Im Sudan gibt es Hoffnung auf Demokratie. Doch das Militär ist mächtig, die Zivilbevölkerung wird alleingelassen.

Sudans Demokraten bleiben auf sich gestellt, und sie haben Angst Foto: ap

S udans Revolution ist an einem kritischen Punkt angelangt. Die zivile Opposition, die mit monatelangen Massenprotesten das Gewaltsystem des alten Diktators Bashir zum Einsturz gebracht hat, steht kurz vor einer Einigung mit den hohen Generälen, die durch ihren Putsch gegen Bashir im April die wichtigste Forderung der Protestbewegung erfüllten und zugleich ihre eigene Haut retteten. Es wäre ein grandioser Sieg einer arabischen Volksbewegung, sollte es tatsächlich zu einer gemeinsamen Übergangsregierung kommen, die freie Wahlen und eine Überwindung des sudanesischen Unterdrückungssystems aus repressiven Gesetzen und mörderischen Milizen organisiert.

Aber bis es so weit ist, bleibt Sudans Gewaltapparat intakt. Das haben die bislang nicht identifizierten uniformierten Kräfte in Erinnerung gerufen, die in der Nacht zum Dienstag Demonstranten und Soldaten in Khartum angriffen und manche von ihnen erschossen. Der skrupellose Angriff ist ein Warnsignal an Militär und Opposition, dass jeder neuen Übergangsstruktur die Feuerprobe erst noch bevorsteht – und dass jede bewaffnete Streitkraft im Sudan die Mittel hat, ihre Interessen mit der Waffe zu verteidigen.

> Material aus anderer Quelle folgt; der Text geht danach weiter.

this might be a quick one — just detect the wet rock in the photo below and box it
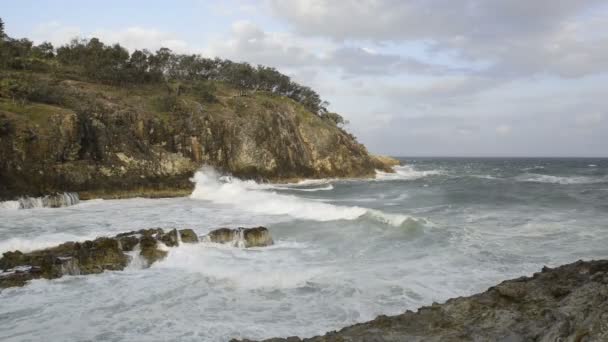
[235,260,608,342]
[205,227,273,248]
[160,229,180,247]
[242,227,274,248]
[0,237,128,288]
[206,228,238,244]
[179,229,199,243]
[139,235,168,265]
[371,155,401,172]
[0,227,203,289]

Die im Entstehen befindlichen Übergangsinstitutionen brauchen jetzt internationale Unterstützung, um sich zu halten, und die politischen und militärischen Akteure brauchen sichtbare Anreize, um eine Demokratisierung zuzulassen. Die Afrikanische Union hat sich bisher darauf beschränkt, den Umsturz im Sudan als verfassungswidrig abzulehnen und das Militär zur Machtübertragung an Zivilisten aufzufordern – zunächst innerhalb von 15 Tagen, nach deren Verstreichen mit weiteren 60 Tagen Frist, ohne zu sagen, was sie machen wird, wenn auch diese Frist verstreicht. Die Vereinten Nationen unterstützen dies.

Im Klartext heißt das alles – nichts. Sudans Demokraten bleiben auf sich allein gestellt, und sie haben Angst. Muss im Sudan erst ein neuer Bürgerkrieg ­toben, damit eine internationale Vermittlung in Gang gesetzt wird? Dann wäre es vermutlich zu spät.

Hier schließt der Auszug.